LVSL – Vous êtes ancien officier, membre du Bureau National du Parti de Gauche. Dans le discours contemporain, les concepts de “gauche” et d'”armée” sont souvent considérés comme contradictoires, voire antinomiques. Vous défendez une vision de l’armée basée sur l’idéal du citoyen-soldat décrit par Jaurès dans son livre “L’Armée Nouvelle” et qu’on peut faire remonter jusqu’à l’héritage de Robespierre qui a théorisé la nation en armes…
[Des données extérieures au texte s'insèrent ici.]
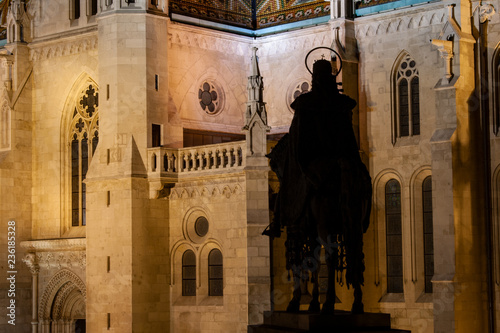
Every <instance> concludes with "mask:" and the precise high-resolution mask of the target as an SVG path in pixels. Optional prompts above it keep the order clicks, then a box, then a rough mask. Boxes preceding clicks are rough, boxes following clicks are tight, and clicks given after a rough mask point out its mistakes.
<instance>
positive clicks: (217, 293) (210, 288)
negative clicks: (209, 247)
mask: <svg viewBox="0 0 500 333" xmlns="http://www.w3.org/2000/svg"><path fill="white" fill-rule="evenodd" d="M222 290H223V267H222V253H221V252H220V251H219V250H218V249H213V250H212V251H210V253H209V254H208V295H209V296H222Z"/></svg>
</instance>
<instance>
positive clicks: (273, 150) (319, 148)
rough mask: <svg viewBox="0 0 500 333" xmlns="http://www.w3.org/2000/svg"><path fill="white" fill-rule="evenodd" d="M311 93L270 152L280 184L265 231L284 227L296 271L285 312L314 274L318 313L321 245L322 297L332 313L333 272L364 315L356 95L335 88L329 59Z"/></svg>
mask: <svg viewBox="0 0 500 333" xmlns="http://www.w3.org/2000/svg"><path fill="white" fill-rule="evenodd" d="M313 69H314V70H313V88H312V91H311V92H309V93H306V94H303V95H301V96H299V97H298V98H297V99H296V100H295V101H294V102H293V103H292V108H293V109H294V110H295V114H294V119H293V121H292V124H291V126H290V132H289V133H288V134H286V135H285V136H284V137H283V138H282V139H281V140H280V141H279V142H278V144H277V145H276V146H275V147H274V148H273V149H272V151H271V153H270V154H268V155H267V157H268V158H269V159H270V166H271V169H272V170H273V171H274V172H275V173H276V175H277V177H278V180H279V182H280V191H279V193H278V196H277V199H276V203H275V207H274V219H273V222H272V223H271V224H270V225H269V227H268V228H267V229H266V230H265V231H264V232H263V234H265V235H268V236H271V237H279V236H280V235H281V230H282V228H284V227H286V233H287V240H286V242H285V246H286V257H287V258H286V259H287V269H288V270H291V271H292V272H293V281H294V291H293V298H292V300H291V301H290V303H289V304H288V307H287V311H289V312H297V311H299V307H300V299H301V288H300V282H301V281H302V280H305V279H306V278H307V277H308V276H309V273H308V272H311V275H312V279H311V280H312V282H313V293H312V296H313V299H312V301H311V303H310V305H309V311H313V312H318V311H319V310H320V304H319V283H318V273H319V272H318V270H319V266H320V263H319V249H320V248H321V246H323V247H324V248H325V261H326V265H327V268H328V284H327V293H326V301H325V303H324V304H323V308H322V309H321V313H326V314H332V313H333V311H334V305H335V299H336V297H335V275H336V273H338V274H337V275H338V276H341V277H342V276H344V274H345V281H346V283H347V286H348V287H350V286H352V287H353V289H354V303H353V306H352V312H354V313H362V312H363V303H362V291H361V286H362V285H363V283H364V279H363V272H364V269H365V267H364V260H363V258H364V254H363V233H364V232H366V229H367V228H368V225H369V220H370V211H371V195H372V186H371V179H370V176H369V173H368V171H367V169H366V167H365V165H364V164H363V163H362V161H361V158H360V157H359V149H358V146H357V142H356V139H355V136H354V132H353V130H352V112H351V110H352V108H353V107H354V106H355V105H356V102H354V100H352V99H350V98H349V97H347V96H345V95H342V94H340V92H339V91H338V89H337V84H336V81H335V80H336V78H335V76H334V75H331V65H329V62H328V61H326V60H318V61H317V62H316V63H315V65H314V67H313Z"/></svg>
Je reprends l’idée qu’au moment de la Révolution Française, le citoyen acquiert deux droits : le droit de vote et le droit de porter des armes (cela peut sembler étrange à une époque où l’hédonisme règne en maître), dont il reste une trace dans notre hymne national. Sans les conscrits de l’an II, sans les batailles de Valmy, Jemappes, Fleurus, gagnées par les citoyens face à l’Europe coalisée contre la nation française, il n’y aurait tout simplement pas eu de Révolution Française. La bataille de Valmy, militairement, n’est pas extraordinaire ; mais elle possède une signification politique considérable : à Valmy, l’armée du peuple sert les intérêts de la nation, ceux de tous, et pas ceux d’une oligarchie.
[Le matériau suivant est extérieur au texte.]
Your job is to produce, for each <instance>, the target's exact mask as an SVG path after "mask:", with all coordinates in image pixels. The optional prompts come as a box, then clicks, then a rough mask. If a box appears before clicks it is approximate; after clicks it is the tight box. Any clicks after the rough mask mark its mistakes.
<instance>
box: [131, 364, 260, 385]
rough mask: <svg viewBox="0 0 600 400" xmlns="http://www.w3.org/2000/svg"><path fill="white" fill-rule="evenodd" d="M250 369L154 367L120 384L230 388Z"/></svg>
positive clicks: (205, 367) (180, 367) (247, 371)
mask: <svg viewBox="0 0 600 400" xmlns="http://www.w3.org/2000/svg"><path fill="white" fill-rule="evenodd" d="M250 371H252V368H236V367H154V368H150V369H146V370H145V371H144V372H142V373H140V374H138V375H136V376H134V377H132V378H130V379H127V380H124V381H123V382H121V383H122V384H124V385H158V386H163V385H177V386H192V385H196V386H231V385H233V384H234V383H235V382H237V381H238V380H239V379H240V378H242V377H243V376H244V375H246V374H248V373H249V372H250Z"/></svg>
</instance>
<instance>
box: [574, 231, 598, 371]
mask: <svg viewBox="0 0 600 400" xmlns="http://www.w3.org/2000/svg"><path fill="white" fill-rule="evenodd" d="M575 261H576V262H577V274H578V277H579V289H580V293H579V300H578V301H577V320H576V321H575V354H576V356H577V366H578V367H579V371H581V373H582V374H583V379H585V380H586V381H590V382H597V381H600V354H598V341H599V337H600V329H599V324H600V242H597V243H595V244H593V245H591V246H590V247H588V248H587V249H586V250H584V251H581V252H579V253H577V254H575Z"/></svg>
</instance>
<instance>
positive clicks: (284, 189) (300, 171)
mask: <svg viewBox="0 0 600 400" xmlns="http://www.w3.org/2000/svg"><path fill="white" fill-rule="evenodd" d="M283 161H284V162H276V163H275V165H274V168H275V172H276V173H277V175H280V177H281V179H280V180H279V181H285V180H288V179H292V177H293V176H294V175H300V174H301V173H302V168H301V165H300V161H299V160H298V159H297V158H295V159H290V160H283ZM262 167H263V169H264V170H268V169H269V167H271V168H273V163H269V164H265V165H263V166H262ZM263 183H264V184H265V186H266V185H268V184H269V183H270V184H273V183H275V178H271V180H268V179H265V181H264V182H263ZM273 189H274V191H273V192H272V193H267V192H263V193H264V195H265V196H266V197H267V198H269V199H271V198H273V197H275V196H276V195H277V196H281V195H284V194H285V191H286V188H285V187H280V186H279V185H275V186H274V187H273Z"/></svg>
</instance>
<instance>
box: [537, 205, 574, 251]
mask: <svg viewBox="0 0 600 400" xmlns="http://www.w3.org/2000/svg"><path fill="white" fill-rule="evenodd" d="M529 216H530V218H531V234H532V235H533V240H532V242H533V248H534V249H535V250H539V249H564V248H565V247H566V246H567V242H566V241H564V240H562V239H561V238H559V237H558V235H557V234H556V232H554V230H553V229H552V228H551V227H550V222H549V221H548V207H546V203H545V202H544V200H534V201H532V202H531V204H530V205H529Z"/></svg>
Ce qui est intéressant, c’est qu’à partir de 1815, les dirigeants n’ont eu de cesse de détruire l’institution du service national et l’idée du conscrit de l’an II. Ils créent une armée de répression intérieure, où le recrutement des officiers ne se fait plus sur le talent, mais au sein d’une population très restreinte et socialement marquée. L’armée se professionnalise de facto, et a surtout été utilisée pour mener des guerres coloniales et réprimer les ouvriers français à l’intérieur. Cela montre assez les dangers d’une armée exclusivement professionnelle. Il suffit d’écouter certains membres des rangs socialistes (Manuel Valls, Ségolène Royal, qui avaient demandé que l’armée vienne mater les troubles de Marseille) pour constater à quel point la tentation d’utiliser l’armée à des fins de répression intérieure est encore présente.
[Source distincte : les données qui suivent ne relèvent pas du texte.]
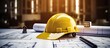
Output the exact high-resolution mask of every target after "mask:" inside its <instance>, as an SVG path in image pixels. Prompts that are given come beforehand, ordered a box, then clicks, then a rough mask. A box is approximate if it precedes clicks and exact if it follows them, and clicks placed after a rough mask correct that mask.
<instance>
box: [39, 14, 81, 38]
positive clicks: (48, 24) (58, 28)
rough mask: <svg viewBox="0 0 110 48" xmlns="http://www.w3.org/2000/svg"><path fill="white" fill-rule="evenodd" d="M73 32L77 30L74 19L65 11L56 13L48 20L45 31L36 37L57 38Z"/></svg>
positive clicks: (45, 37) (40, 37) (42, 37)
mask: <svg viewBox="0 0 110 48" xmlns="http://www.w3.org/2000/svg"><path fill="white" fill-rule="evenodd" d="M74 32H79V30H78V28H77V26H76V22H75V20H74V19H73V18H72V17H70V16H69V15H67V14H65V13H58V14H55V15H53V16H52V17H51V18H50V19H49V20H48V22H47V25H46V28H45V31H44V32H43V33H41V34H40V35H38V36H37V38H40V39H58V38H60V37H61V36H63V35H65V34H68V33H74Z"/></svg>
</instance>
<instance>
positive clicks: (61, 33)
mask: <svg viewBox="0 0 110 48" xmlns="http://www.w3.org/2000/svg"><path fill="white" fill-rule="evenodd" d="M65 34H67V33H47V32H43V33H41V34H40V35H38V36H37V38H39V39H52V40H53V39H58V38H60V37H61V36H63V35H65Z"/></svg>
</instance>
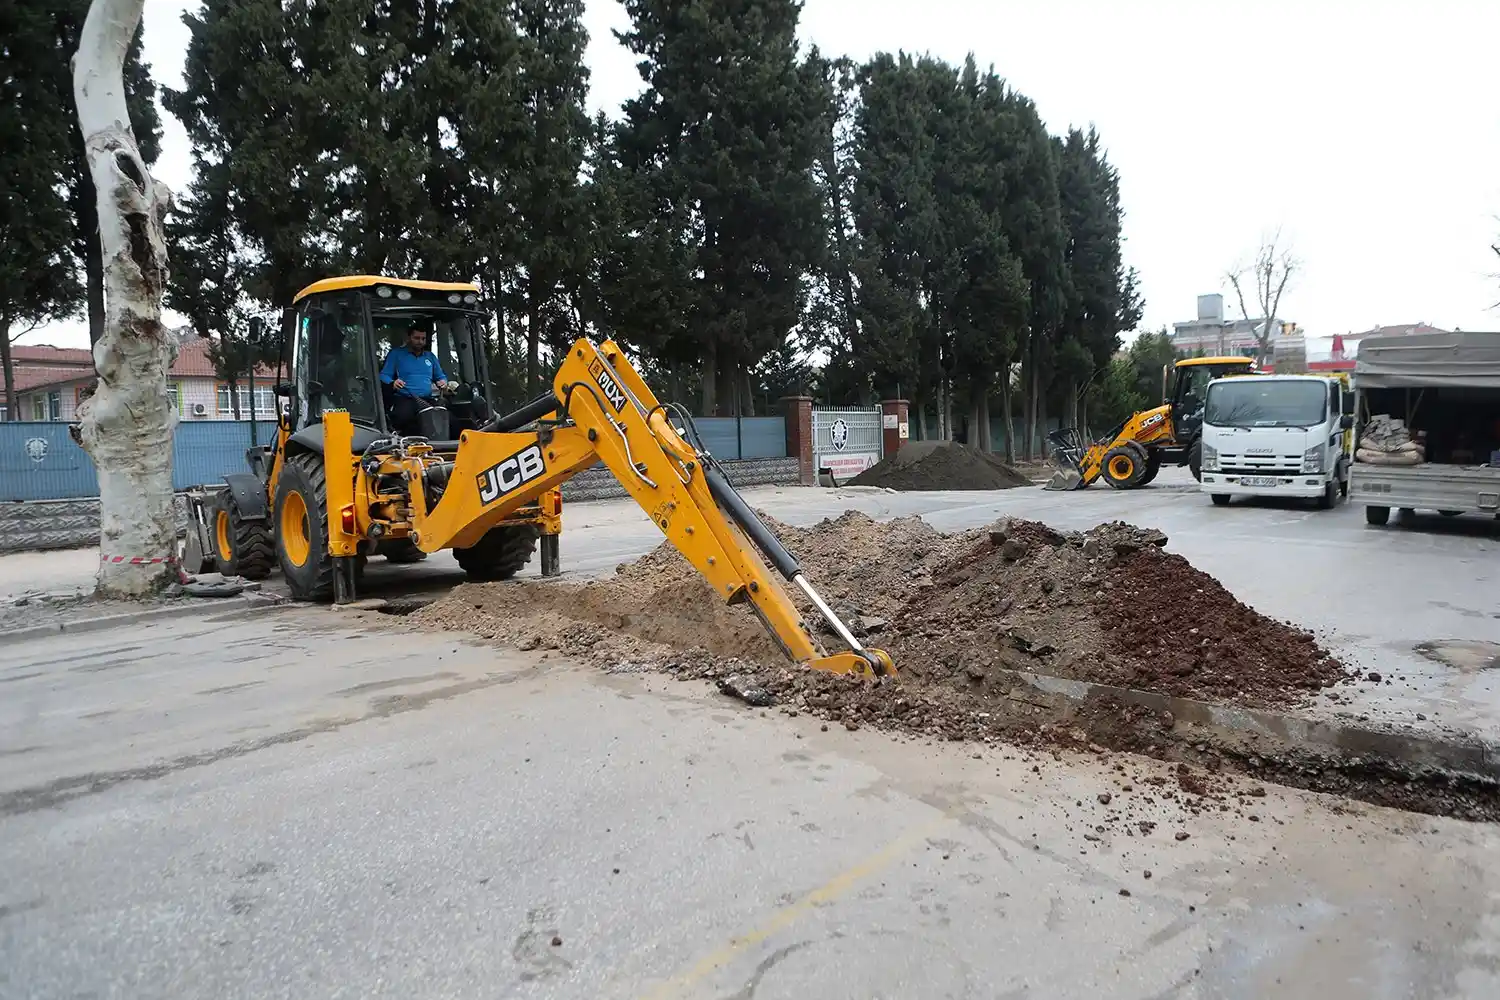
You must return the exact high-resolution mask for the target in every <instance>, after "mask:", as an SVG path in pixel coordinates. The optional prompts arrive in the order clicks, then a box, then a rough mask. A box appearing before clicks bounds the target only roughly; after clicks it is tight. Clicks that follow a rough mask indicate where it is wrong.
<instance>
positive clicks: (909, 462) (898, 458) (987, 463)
mask: <svg viewBox="0 0 1500 1000" xmlns="http://www.w3.org/2000/svg"><path fill="white" fill-rule="evenodd" d="M849 486H879V487H885V489H889V490H903V492H904V490H1008V489H1013V487H1016V486H1031V480H1029V478H1028V477H1026V475H1025V474H1023V472H1020V471H1019V469H1014V468H1011V466H1008V465H1005V463H1004V462H1002V460H999V459H998V457H995V456H993V454H990V453H989V451H983V450H980V448H971V447H969V445H966V444H956V442H951V441H913V442H910V444H907V445H903V447H901V450H900V451H897V453H895V454H892V456H889V457H886V459H882V460H880V462H876V463H874V465H871V466H870V468H868V469H865V471H864V472H861V474H859V475H856V477H853V478H852V480H849Z"/></svg>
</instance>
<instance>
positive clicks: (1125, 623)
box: [410, 511, 1500, 819]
LVSL – La France Insoumise défend, en politique étrangère, un “nouvel indépendantisme français”. Qu’est-ce que cela signifie ?

Selon nous, la Défense n’est pas dé-corrélée des objectifs politiques de la France. Il est important de déterminer la vision géopolitique de la France et sa place dans le monde. Nos objectifs géopolitiques sont de n’être présents dans aucune alliance militaire pérenne ; c’est pourquoi il faut sortir de l’OTAN ; c’est pourquoi nous ne devons évidemment pas nous engager dans une quelconque alliance militaire pérenne avec la Russie, la Chine, le Venezuela, comme le suggèrent les délires de nos opposants. Nous voulons au contraire œuvrer au renforcement de l’ONU, car nous pensons que ses mandats peuvent aider au développement de la paix. Il faut renforcer le commandement intégré de l’ONU, pas celui de l’OTAN. Nous voulons que la France soit au service d’une alter-diplomatie. Nous plaidons par exemple pour la mise en place de partenariats égalitaires avec les pays pauvres, pour l’annulation de leurs dettes. Nous voulons donc que la France mette ses armées au service de la défense de son territoire et des mandats de l’ONU, et non pas au service d’une diplomatie belliqueuse alignée sur celle des Etats-Unis.

Propos recueillis par Antoine Cargoet et Vincent Ortiz pour LVSL.